Think about that last one and how isolated that IT professional must be from all news sources.
If one were an IT professional (I'm not) I daresay java, pdfs, and Flash are first and foremost in mind as vectors that could be difficult to truncate, and thus, are nightmares. Perhaps iTunes should join those ranks for ones administering Windows shops in which workers can sync their devices or play music at their desktops.

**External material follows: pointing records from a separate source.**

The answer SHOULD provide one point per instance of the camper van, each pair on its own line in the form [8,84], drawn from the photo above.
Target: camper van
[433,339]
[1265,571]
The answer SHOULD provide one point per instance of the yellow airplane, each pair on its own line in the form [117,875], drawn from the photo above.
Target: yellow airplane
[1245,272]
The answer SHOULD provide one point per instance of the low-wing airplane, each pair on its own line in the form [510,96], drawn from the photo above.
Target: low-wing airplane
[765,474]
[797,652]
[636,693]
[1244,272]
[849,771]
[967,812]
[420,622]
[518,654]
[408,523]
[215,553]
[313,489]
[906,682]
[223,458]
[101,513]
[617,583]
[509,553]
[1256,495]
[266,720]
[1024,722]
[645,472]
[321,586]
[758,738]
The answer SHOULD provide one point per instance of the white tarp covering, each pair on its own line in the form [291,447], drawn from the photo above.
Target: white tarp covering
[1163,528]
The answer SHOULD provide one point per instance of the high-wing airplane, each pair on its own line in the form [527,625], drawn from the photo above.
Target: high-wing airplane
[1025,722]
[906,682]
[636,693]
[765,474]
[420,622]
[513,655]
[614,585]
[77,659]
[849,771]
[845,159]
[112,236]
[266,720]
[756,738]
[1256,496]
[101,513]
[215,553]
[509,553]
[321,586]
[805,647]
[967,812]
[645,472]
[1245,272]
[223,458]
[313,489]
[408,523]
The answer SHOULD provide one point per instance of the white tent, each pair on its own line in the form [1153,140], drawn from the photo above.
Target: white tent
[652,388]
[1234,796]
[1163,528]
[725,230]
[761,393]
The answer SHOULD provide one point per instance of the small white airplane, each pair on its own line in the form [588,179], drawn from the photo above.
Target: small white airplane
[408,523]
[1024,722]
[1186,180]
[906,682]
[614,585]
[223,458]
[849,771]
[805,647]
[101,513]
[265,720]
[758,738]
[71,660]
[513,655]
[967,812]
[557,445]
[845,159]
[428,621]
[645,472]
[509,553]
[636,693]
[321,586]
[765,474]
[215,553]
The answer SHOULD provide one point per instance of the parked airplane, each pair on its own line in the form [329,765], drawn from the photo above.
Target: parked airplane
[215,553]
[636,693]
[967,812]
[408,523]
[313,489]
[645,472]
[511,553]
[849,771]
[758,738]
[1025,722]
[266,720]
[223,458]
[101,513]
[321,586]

Assailing the source materials for not applying criteria that improve the rankings for the os vendor for which you have appointed yourself protector, that's so wildly off the beam.
RE: Wait a minute
Don't want it that bad.
The amount of vulnerabilities does not indicate the impact of those
While Chrome would allow cross-site scripting attacks, and eventually in most cases access from remote, this could be mitigated with additional controls. However, Apples' and Adobe's, but mostly Oracle's vulnerabilities are far more critical.
Can't You Just...
apt-get update && apt-get upgrade
to bring all your installed packages up to date? I mean, what kind of OS makes you do the manual work?
The equivalent is running Windows Update
apt-get update && apt-get upgrade to bring all your installed packages up
Anything else (3rd party etc.) has to do auto updates or I won't and don't install it. Nothing new on either of my machines (XP and Win 7) without first getting specific permission.